Secondly, it affected the decision of which covalent protein attachment system was going to be chosen to use with the scaffold. Initial legal research had made us aware of the patent system, and further research was undertaken to establish whether an Australian patent was held for the system we wanted to use. We also researched whether that patent would stop our use of the system (educational exceptions to patents) and whether a US patent which did exist would stop our use of the system. Fortunately, using the research we came to a conclusion that the best systems to use (SpyTag/Catcher and SnoopTag/Catcher) were not protected in Australia, and that we could use them5; 7; 8. The legal information gathered also led us to present an alternative in case of protection; the use of SnoopTag/Catcher and SdyTag/Catcher systems, being that these were not patented in both relevant countries of the United States and Australia.
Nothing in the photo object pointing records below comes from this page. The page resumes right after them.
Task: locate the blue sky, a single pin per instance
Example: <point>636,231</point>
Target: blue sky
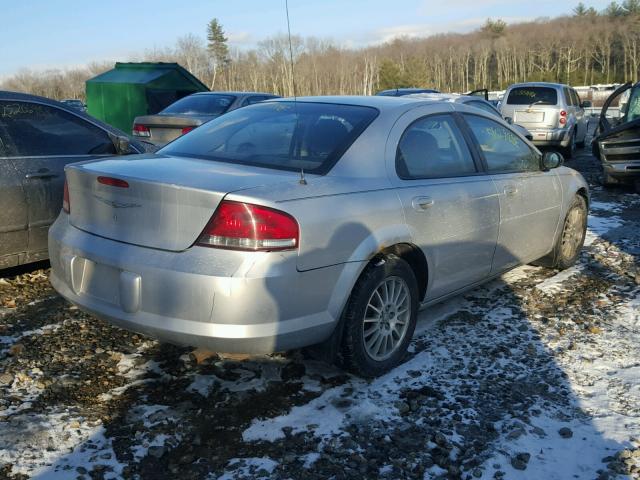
<point>40,34</point>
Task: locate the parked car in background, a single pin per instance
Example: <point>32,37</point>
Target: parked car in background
<point>617,142</point>
<point>399,92</point>
<point>38,137</point>
<point>472,101</point>
<point>75,104</point>
<point>190,112</point>
<point>330,219</point>
<point>552,112</point>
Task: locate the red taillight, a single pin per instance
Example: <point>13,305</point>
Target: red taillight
<point>140,130</point>
<point>243,226</point>
<point>113,182</point>
<point>66,206</point>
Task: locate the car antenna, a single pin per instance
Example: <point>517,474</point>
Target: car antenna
<point>302,180</point>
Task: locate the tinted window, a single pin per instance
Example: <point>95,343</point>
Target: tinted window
<point>433,147</point>
<point>503,150</point>
<point>282,135</point>
<point>486,107</point>
<point>31,129</point>
<point>208,104</point>
<point>531,95</point>
<point>576,98</point>
<point>255,99</point>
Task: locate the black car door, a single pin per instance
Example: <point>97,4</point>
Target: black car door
<point>44,139</point>
<point>14,213</point>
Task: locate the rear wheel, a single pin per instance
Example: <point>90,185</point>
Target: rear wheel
<point>570,150</point>
<point>380,317</point>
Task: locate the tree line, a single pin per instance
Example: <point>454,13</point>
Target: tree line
<point>583,48</point>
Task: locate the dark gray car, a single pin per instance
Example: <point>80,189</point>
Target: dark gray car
<point>190,112</point>
<point>38,137</point>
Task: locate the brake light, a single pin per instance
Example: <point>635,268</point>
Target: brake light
<point>140,130</point>
<point>113,182</point>
<point>66,206</point>
<point>243,226</point>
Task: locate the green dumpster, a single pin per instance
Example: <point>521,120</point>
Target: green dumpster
<point>132,89</point>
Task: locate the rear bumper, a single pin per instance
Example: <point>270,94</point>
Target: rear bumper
<point>226,301</point>
<point>622,170</point>
<point>551,137</point>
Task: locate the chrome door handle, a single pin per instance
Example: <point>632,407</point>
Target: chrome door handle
<point>31,175</point>
<point>510,190</point>
<point>422,203</point>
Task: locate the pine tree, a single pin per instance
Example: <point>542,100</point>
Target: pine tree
<point>217,48</point>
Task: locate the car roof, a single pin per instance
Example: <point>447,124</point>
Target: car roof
<point>539,84</point>
<point>235,93</point>
<point>379,102</point>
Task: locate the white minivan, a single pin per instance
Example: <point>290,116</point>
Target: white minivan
<point>552,112</point>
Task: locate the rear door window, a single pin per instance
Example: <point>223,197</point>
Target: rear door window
<point>503,150</point>
<point>532,95</point>
<point>431,147</point>
<point>282,135</point>
<point>32,129</point>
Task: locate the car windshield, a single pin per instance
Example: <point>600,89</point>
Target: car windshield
<point>209,104</point>
<point>282,135</point>
<point>531,95</point>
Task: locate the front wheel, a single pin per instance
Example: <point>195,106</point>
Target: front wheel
<point>380,317</point>
<point>571,239</point>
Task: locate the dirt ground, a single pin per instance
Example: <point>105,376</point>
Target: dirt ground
<point>535,375</point>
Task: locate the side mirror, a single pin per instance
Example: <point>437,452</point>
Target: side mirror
<point>551,160</point>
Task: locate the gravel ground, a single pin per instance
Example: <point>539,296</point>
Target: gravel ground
<point>535,375</point>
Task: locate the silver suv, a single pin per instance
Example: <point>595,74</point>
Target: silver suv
<point>552,112</point>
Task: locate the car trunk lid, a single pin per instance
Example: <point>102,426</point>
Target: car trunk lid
<point>156,201</point>
<point>166,128</point>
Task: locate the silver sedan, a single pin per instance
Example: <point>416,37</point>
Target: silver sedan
<point>330,220</point>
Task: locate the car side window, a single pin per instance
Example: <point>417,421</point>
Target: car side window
<point>485,107</point>
<point>503,150</point>
<point>433,146</point>
<point>33,129</point>
<point>254,99</point>
<point>576,98</point>
<point>568,97</point>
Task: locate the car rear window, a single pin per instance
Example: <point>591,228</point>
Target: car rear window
<point>531,95</point>
<point>201,105</point>
<point>281,135</point>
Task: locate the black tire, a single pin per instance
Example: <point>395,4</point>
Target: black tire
<point>569,244</point>
<point>354,352</point>
<point>569,151</point>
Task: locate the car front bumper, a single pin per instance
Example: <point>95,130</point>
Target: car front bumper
<point>222,300</point>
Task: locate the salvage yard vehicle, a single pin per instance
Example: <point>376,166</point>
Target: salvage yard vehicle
<point>617,144</point>
<point>400,92</point>
<point>38,137</point>
<point>552,112</point>
<point>190,112</point>
<point>472,100</point>
<point>327,220</point>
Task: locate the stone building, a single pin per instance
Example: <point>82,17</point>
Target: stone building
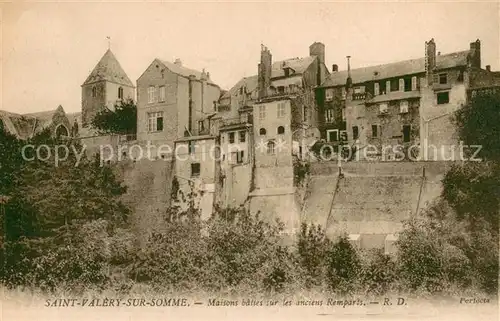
<point>25,126</point>
<point>174,102</point>
<point>283,91</point>
<point>398,105</point>
<point>106,84</point>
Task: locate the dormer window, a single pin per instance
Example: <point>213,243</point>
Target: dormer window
<point>443,79</point>
<point>383,108</point>
<point>329,94</point>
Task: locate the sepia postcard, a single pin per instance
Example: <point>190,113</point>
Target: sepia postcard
<point>249,160</point>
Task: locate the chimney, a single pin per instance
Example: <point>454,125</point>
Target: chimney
<point>349,79</point>
<point>475,54</point>
<point>264,72</point>
<point>430,59</point>
<point>317,49</point>
<point>204,75</point>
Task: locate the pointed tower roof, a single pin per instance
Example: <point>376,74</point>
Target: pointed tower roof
<point>109,69</point>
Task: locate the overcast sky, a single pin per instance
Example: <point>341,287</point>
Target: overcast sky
<point>50,48</point>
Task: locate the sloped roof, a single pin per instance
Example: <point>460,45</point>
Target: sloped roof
<point>299,65</point>
<point>184,71</point>
<point>251,83</point>
<point>395,69</point>
<point>21,126</point>
<point>485,79</point>
<point>109,69</point>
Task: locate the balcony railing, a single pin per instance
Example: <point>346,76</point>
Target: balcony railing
<point>359,96</point>
<point>235,121</point>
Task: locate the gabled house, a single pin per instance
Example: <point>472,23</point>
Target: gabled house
<point>397,104</point>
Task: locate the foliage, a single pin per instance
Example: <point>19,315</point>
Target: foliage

There were also several indirect effects of legal systems on our project. Namely, the availability of certain methodologies in sufficient detail to allow them to be replicated within the modelling aspect of the project. It seemed that in some of the key papers, writers were trying to patent part of their research, and so did not publish very many details on their method – which proved to be challenging when our team tried to replicate part of their research using our enzymes. Additionally, it appears that the legal system fed into the lack of funding opportunities available; as outlined above, the lack of legal protection is associated with a lack of funding opportunities, particularly from independent companies, as they look for inventions which can give them a commercial edge in the market5; 6.

Outcomes

  • The team produced an explanatory resource to help scientists learn how to write policy submissions to governments, and produced an example of how to do this; (How-To Guide for Scientists with Example Policy Submission).
    • The separate publications are available for download below.
  • Public discussion on the way law affects science;
    • The team held a symposium on the topic of the Australian Synthetic Biology Landscape, which involved discussion of the way the law affects scientific innovation and research more broadly, led by A/Prof Matthew Kearnes.
    • Two team members presented to an Environmental Humanities university course, discussing the legal protections for science research, and evaluated the stringency and sufficiency of the laws designed to protect the public from 'bad science'.

References

  1. Productivity Commission 2016, Intellectual Property Arrangements, Inquiry Report No. 78, Canberra.
  2. D’Arcy v Myriad Genetics (2015) 258 CLR 334 [20].
  3. N V Philips Gloeilampenfabrieken v Mirabella International Pty Ltd (1995) 183 CLR 655.
  4. Patents Act 1990 (Cth).
  5. Andrew Stewart et al, Intellectual Property in Australia (Lexis Nexis Butterworths, 6th ed, 2018).
  6. Donald W Light and Joel R Lexchin, ‘Pharmaceutical research and development: what do we get for all that money?’ (2012) 343 British Medical Journal 4348.
  7. United States Congressional Budget Office, United States Congress, Research and Development in the Pharmaceutical Industry (2006), 7.
  8. CCOM Pty Ltd v Jiejing Pty Ltd (1994) 28 IPR 481.
  9. Minnesota Mining & Manufacturing Co v Beiersdorf (Australia) Ltd (1980) 144 CLR 253.
  10. Association for Molecular Pathology v Myriad Genetics Inc (2013) 569 US 12-389.
  11. Powell, D. and Tsourkas, A. (2016). Spycatcher and spytag: universal immune receptors for t cells. WO2017112784A1.
  12. US Free Trade Agreement Implementation Act 2004 (Cth) implementing the Australia-United States Free Trade Agreement.
  13. Trade Related Aspects of Intellectual Property Rights (TRIPS) Agreement (1993).
  14. Yajie Liu et al, ‘Tuning SpyTag–SpyCatcher mutant pairs toward orthogonal reactivity encryption’ (2017) 8 Chemical Science 6577-6582.